UI's Earth Week celebration begins with vegetarian/vegan feast

UI's Earth Week celebration begins with vegetarian/vegan feast

CHAMPAIGN — About 100 people packed Latzer Hall Monday afternoon, kicking off Earth Week on campus with a free vegetarian and vegan feast.

As part of "Meat-Free Monday" at the University YMCA, community members and students shared short talks about why they chose low-meat or no-meat diets and encouraged others to do the same, as a way to lighten their environmental footprint.

They also touched on the environmental impact of large-scale meat producers, which are among the largest sources of greenhouse gases globally.

For graduate students Joseph Edwards and Dane Hunter, the free lunch was an opportunity for them to promote their pet project: reducing the amount of meat used by dining halls at the University of Illinois.

Hunter's thesis focused on his finding that a large part of the UI's carbon footprint comes from dining halls serving meat.

"This is a way for students to lower their carbon footprint," Edwards said. "But it's also a way to say: Hey, if we pushed, the university would be more than supportive of it."

Though the UI offers both vegetarian and vegan options, Hunter and Edwards seek a more equal dynamic between meat and non-meat options in campus dining halls.

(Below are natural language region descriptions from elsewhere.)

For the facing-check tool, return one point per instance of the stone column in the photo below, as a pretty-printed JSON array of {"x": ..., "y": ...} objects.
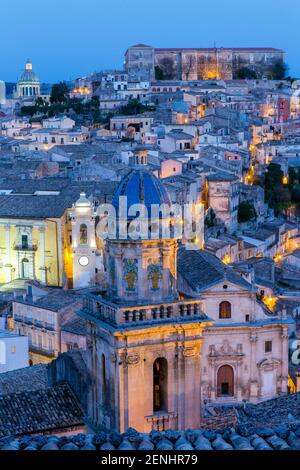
[
  {"x": 214, "y": 381},
  {"x": 192, "y": 398},
  {"x": 253, "y": 367},
  {"x": 8, "y": 264},
  {"x": 166, "y": 272},
  {"x": 118, "y": 273},
  {"x": 43, "y": 276},
  {"x": 181, "y": 390},
  {"x": 284, "y": 359}
]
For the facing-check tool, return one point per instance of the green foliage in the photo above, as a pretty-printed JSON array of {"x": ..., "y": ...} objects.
[
  {"x": 246, "y": 212},
  {"x": 134, "y": 107},
  {"x": 279, "y": 70},
  {"x": 277, "y": 194}
]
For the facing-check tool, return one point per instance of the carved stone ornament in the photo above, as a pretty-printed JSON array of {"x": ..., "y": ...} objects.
[
  {"x": 226, "y": 350},
  {"x": 130, "y": 358},
  {"x": 189, "y": 351}
]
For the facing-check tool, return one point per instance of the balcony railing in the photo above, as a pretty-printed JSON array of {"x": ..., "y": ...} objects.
[
  {"x": 41, "y": 350},
  {"x": 36, "y": 323},
  {"x": 182, "y": 310},
  {"x": 161, "y": 421},
  {"x": 25, "y": 247}
]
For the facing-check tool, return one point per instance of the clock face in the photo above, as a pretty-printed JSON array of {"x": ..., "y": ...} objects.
[{"x": 83, "y": 261}]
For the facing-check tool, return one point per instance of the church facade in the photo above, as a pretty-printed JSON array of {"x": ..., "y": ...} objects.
[{"x": 174, "y": 330}]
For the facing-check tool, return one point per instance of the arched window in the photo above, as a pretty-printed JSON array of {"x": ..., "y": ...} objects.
[
  {"x": 25, "y": 268},
  {"x": 104, "y": 380},
  {"x": 160, "y": 385},
  {"x": 225, "y": 382},
  {"x": 225, "y": 309},
  {"x": 83, "y": 234}
]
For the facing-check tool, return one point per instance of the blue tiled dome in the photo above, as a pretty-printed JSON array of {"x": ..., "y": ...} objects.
[{"x": 141, "y": 187}]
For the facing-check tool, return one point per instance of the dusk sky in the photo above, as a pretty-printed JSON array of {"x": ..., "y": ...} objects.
[{"x": 69, "y": 38}]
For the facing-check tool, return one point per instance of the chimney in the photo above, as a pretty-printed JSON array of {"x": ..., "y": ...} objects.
[{"x": 283, "y": 312}]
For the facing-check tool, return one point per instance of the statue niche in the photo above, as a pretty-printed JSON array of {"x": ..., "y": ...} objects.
[
  {"x": 130, "y": 270},
  {"x": 154, "y": 275}
]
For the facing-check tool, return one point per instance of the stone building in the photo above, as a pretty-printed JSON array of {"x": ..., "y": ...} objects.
[
  {"x": 174, "y": 329},
  {"x": 29, "y": 85},
  {"x": 223, "y": 198},
  {"x": 199, "y": 63}
]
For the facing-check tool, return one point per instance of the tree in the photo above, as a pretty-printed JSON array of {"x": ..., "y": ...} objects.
[
  {"x": 279, "y": 70},
  {"x": 59, "y": 93},
  {"x": 246, "y": 212},
  {"x": 273, "y": 178}
]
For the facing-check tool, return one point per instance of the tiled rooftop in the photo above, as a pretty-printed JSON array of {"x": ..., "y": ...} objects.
[{"x": 41, "y": 410}]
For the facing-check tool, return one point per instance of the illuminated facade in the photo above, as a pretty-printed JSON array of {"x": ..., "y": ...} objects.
[
  {"x": 29, "y": 85},
  {"x": 175, "y": 328},
  {"x": 30, "y": 251},
  {"x": 199, "y": 63}
]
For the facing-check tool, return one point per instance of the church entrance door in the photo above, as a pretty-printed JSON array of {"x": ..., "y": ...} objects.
[
  {"x": 225, "y": 385},
  {"x": 25, "y": 268}
]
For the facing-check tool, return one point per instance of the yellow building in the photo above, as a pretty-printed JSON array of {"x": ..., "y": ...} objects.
[{"x": 36, "y": 228}]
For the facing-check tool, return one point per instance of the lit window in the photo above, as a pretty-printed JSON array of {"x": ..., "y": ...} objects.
[{"x": 268, "y": 346}]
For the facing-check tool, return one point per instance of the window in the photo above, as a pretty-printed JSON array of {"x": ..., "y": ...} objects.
[
  {"x": 225, "y": 381},
  {"x": 24, "y": 242},
  {"x": 160, "y": 385},
  {"x": 268, "y": 346},
  {"x": 83, "y": 234},
  {"x": 50, "y": 344},
  {"x": 225, "y": 310},
  {"x": 40, "y": 341}
]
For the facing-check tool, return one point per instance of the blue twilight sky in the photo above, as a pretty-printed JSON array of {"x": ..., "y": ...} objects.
[{"x": 69, "y": 38}]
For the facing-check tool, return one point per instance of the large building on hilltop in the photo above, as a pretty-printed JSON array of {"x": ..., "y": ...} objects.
[
  {"x": 29, "y": 85},
  {"x": 174, "y": 329},
  {"x": 200, "y": 63}
]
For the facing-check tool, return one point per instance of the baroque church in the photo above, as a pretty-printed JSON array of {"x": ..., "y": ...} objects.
[{"x": 173, "y": 329}]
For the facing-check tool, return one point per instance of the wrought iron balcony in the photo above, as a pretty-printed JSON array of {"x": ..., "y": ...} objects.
[{"x": 34, "y": 348}]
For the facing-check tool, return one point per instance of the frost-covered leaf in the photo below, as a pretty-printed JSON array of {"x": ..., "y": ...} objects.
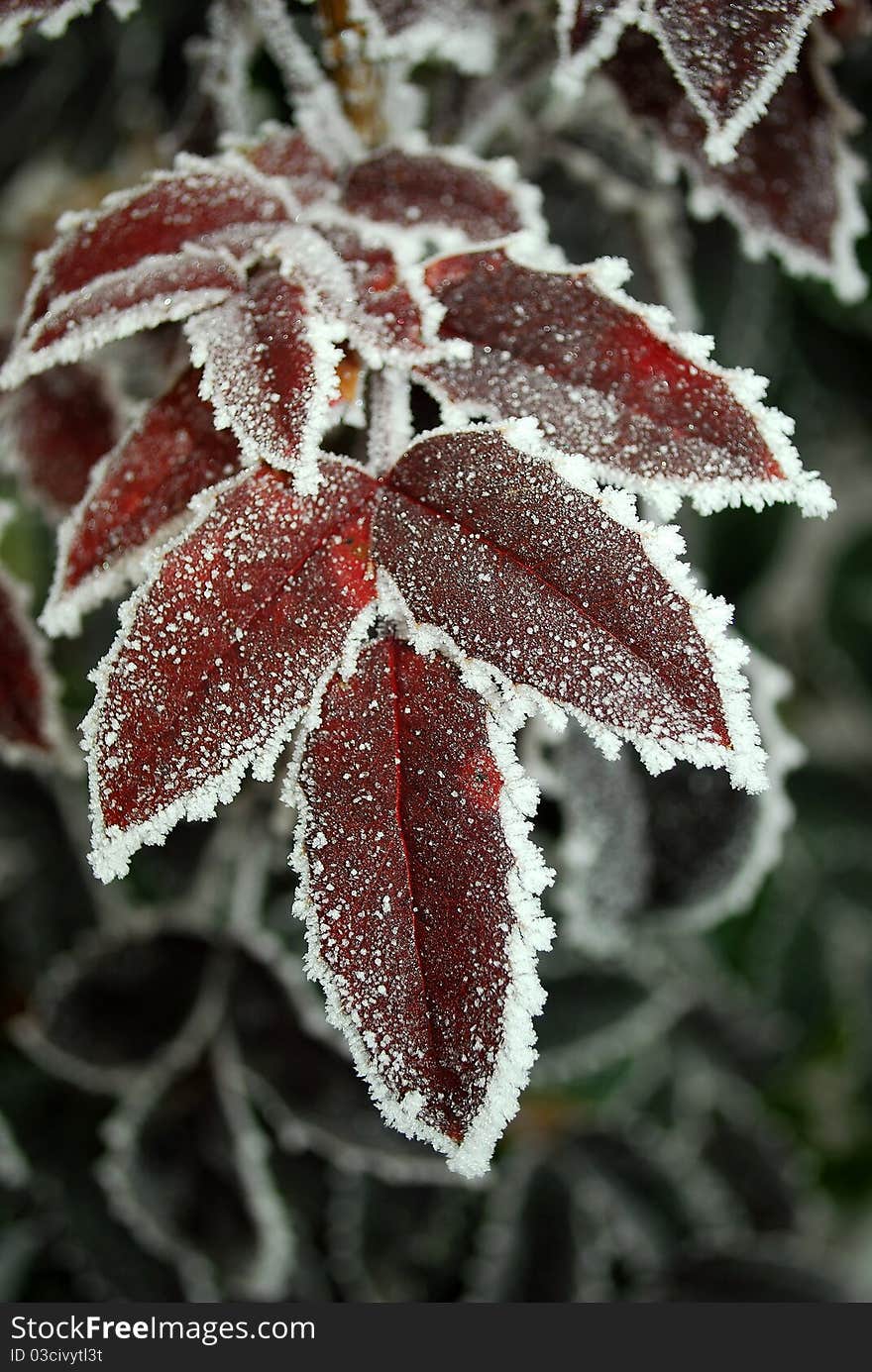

There's no need to cut out meat entirely, they say, just reduce the amount eaten.

It's excessive as it is, said Brian Aldridge, a clinical professor in the College of Veterinary Medicine. With the worldwide population expected to reach 9 billion by 2050, the way the world gets its food today is not sustainable, he said.

He also wasn't calling for ridding of meat and animal products altogether, but rather finding better and more efficient ways to feed all those people.

"I think it sounds like a cliche, but it's all about balance," Aldridge said about diets. "I think if you design a diet, it should be omnivorous. You won't find something as nutrient-dense as milk, for example."

Krti Tallam is among those who've given up meat entirely — the health factors alone made it an easy choice, she said.

"When you eat meat, you're eating all of the antibiotics (the animal) was fed," she said. "And they are leading causes of heart disease, cancer, obesity. I think the sooner we get rid of meat, the better we'll be mentally."

A few hours after the feast, two dozen students held a call-in on the opposite side of the YMCA, as they pressed state legislators to back two environmental bills that missed their passage deadlines.

Students for Environmental Concerns, a political action committee, focused on the Saving Illinois' Pollinators Act, which would ban the use of pesticides toxic to bees on public lands, and the Oil Well Fracking Repeal, which would prohibit hydraulic fracturing in Illinois.

Both bills missed a Friday deadline in Springfield and were kicked down to the rules committee. But they could return to the state senate floor for a vote.

"Our goal is to build up the pressure," said SECS spokesperson Soren Warland. "Fracking can have serious health consequences and can lead to damaged infrastructure, and other things. And the pollinators act focuses on neonicotinoid pesticides that are extremely detrimental to bees. Both of these have the potential to impact people all across the state."